After 40 years of waiting, seeing the words “Netflix presents…An Orson Welles picture” is incredibly surreal. The excitement that came with discovering that The Other Side of the Wind was to be completed for this year, was like seeing an article about lost silent films that were found in someone’s barn after believing they would be lost forever. Now, one of Welles’ last big pictures is available to everyone with a Netflix subscription.
Welles was an auteur who was always experimenting with new ways to tell a story. This is seen most famously in his first film, Citizen Kane. The director perfectly utilizes all the stylish camera techniques used at the time and puts them together to depict the rise and fall of the world’s biggest business magnate, Charles Foster Kane. Where the narrative is concerned, it doesn’t stay on the traditional paths that Hollywood storytelling walked on up to that point. It’s not linear or chronological — instead, it relies heavily on flashbacks and several narrators to express different points of view and recount different parts of Kane’s life. If The Other Side of the Wind proves anything, it’s that Welles never stopped experimenting.
Welles’ jagged opus is reflective of his own life as it follows director Jake Hannaford (John Huston), a blatant Welles proxy, with the plot revolving around his 70th birthday. Hannaford, just like Welles, comes back to Hollywood after hiatus to make one last great picture. The film shows the director on the last day of his life, struggling to complete his final picture after its star, John Dale (Bob Random), stormed off the set. During this time, Hannaford is surrounded by journalists who wish to document his life, creating a film that is shot in a pseudo-documentary style.
The opening introduces the viewer to the chaotic production of Hannaford’s film. Michel Legrand’s fast-paced jazz score fits perfectly with an introduction that can feel confusing as it jumps all over the place, quickly identifying every one of the director’s collaborators — whose names and roles in the story you’ll quickly forget.

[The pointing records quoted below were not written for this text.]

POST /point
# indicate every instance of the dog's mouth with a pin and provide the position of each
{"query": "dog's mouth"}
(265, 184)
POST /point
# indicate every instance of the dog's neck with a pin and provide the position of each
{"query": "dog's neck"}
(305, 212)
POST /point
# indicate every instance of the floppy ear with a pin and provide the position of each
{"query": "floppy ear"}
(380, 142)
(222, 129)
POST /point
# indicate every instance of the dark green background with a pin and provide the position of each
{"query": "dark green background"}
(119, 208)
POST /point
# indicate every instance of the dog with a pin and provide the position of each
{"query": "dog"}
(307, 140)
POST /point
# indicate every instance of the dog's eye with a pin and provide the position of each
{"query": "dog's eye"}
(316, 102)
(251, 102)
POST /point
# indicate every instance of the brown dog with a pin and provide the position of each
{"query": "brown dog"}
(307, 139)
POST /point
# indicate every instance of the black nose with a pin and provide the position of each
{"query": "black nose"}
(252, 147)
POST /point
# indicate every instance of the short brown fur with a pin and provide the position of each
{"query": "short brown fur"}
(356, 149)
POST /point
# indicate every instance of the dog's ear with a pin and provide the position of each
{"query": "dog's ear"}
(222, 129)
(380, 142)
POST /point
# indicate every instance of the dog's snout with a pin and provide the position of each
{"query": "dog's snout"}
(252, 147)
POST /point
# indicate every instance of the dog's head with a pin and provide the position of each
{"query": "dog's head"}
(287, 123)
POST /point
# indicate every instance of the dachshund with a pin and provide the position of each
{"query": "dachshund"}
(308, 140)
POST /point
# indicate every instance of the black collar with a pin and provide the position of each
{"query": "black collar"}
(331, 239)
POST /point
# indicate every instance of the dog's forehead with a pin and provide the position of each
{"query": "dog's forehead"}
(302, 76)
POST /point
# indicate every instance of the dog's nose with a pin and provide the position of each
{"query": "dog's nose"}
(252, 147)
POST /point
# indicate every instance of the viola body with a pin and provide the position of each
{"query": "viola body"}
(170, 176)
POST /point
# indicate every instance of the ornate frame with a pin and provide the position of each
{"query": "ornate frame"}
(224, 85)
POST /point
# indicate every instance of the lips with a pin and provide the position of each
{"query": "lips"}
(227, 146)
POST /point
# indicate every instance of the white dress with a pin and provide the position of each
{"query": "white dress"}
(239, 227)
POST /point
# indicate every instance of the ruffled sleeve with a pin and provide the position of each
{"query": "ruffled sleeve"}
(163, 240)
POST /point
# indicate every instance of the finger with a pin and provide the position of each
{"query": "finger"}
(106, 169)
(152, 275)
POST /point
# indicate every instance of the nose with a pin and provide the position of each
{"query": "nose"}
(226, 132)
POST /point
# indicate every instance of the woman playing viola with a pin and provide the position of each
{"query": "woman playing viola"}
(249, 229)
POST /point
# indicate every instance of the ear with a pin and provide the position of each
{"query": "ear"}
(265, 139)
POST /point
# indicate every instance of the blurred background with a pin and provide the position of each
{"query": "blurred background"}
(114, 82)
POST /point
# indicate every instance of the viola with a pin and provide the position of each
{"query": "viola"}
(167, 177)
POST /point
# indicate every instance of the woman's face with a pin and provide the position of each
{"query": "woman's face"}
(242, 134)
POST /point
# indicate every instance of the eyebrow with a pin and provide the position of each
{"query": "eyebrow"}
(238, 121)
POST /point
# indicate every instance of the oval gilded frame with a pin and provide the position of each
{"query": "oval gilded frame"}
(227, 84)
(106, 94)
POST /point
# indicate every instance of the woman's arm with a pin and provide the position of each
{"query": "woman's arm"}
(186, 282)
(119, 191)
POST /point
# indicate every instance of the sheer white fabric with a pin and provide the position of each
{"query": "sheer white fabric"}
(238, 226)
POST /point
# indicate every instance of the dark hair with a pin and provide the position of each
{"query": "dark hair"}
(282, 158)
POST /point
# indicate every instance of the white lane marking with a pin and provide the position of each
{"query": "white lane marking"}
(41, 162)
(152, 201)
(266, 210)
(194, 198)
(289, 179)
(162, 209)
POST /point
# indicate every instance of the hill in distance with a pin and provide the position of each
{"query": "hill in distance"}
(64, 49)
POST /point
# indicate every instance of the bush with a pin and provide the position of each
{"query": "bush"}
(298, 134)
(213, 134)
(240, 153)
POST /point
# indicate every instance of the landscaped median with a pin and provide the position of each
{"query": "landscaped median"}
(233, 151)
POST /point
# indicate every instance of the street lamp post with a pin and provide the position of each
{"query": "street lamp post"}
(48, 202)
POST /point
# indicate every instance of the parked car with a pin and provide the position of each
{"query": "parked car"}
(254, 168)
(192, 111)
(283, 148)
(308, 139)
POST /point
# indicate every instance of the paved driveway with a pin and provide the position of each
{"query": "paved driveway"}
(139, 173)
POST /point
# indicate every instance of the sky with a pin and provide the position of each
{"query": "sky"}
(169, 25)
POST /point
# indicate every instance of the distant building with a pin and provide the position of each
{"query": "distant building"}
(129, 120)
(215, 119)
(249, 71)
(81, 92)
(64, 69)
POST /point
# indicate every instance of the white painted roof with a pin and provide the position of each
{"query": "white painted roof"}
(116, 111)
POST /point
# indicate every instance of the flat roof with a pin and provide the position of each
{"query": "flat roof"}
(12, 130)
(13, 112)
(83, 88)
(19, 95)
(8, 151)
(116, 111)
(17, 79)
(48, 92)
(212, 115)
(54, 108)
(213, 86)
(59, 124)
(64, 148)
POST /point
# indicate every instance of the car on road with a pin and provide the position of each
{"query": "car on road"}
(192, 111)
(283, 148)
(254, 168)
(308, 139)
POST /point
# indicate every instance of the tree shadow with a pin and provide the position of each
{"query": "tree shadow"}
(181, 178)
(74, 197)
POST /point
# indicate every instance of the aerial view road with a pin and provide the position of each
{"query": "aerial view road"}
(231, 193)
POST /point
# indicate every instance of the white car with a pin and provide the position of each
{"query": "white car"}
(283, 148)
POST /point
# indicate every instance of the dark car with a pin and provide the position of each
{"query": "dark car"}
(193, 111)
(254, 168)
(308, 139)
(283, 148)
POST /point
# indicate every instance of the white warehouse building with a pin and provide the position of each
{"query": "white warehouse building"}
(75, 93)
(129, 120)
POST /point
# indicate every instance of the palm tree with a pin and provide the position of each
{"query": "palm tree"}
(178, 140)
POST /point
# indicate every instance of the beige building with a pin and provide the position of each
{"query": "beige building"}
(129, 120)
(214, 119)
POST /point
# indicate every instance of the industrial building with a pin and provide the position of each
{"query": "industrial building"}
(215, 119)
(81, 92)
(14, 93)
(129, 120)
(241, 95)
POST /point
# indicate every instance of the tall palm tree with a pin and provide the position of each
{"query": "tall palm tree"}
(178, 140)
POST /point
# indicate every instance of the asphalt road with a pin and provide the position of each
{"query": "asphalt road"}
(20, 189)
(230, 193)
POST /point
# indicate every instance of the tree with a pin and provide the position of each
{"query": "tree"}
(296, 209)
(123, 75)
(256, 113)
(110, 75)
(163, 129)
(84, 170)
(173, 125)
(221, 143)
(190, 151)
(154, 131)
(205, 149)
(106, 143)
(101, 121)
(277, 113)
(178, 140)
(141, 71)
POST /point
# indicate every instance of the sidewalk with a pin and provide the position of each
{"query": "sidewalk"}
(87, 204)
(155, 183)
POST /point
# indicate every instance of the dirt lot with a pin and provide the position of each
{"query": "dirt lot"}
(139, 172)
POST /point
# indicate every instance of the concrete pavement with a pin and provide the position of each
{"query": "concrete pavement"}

The Other Side of the Wind finds Welles switching between Hannaford’s Arizona ranch during his birthday party and the completed footage of the film within a film. The birthday party is where the narrative falters and becomes a product of its time. As Hannaford mingles with friends, fans and journalists, misogynistic, racist, and homophobic dialogues are exchanged. This last big hurrah reveals many things: We learn that the director is viewed as a “God” with his collaborators referring to themselves as “disciples”; we learn the director’s relationship with the media; we learn the guests’ perspectives on politics and how its corruption shapes the film industry. Though the festivities are shot through a mix of both colour and black-and-white footage, the real eye-catching and, to be frank, interesting part of the film is Hannaford’s experimental production.
A woman, played by Welles’s lover Oja Kodar, is being pursued by an unsavoury character on a motorcycle (Random’s John Dale). She spends most of the reels drifting naked through the desert, walking as aimlessly as the unfinished product. It’s a cat-and-mouse game, with the actors speaking intensely only with glances. It’s rife with an unconventional amount of nudity, sex, and violence. While it may seem gratuitous, it also feels like a liberation, as though Welles is saying, “The studio system is dead! Let’s go off!” He’s able to finally do things here that he was never able to do before under the constraints of the production code. The footage is flashy, displaying an incredible use of colour and cinematography that is reminiscent of the vibrancy and freedom of the ‘70s and of the Giallo thriller genre.
Huston’s Jake Hannaford is quoted as being “a man who can take a mediocre idea and do something absolutely atrocious with it.” Welles could do the same. Whether or not the film is beautifully atrocious or just atrocious is going to be divisive, but ultimately, The Other Side of the Wind portrays a director contemplating his legacy, and in Welles’s case, it cements it.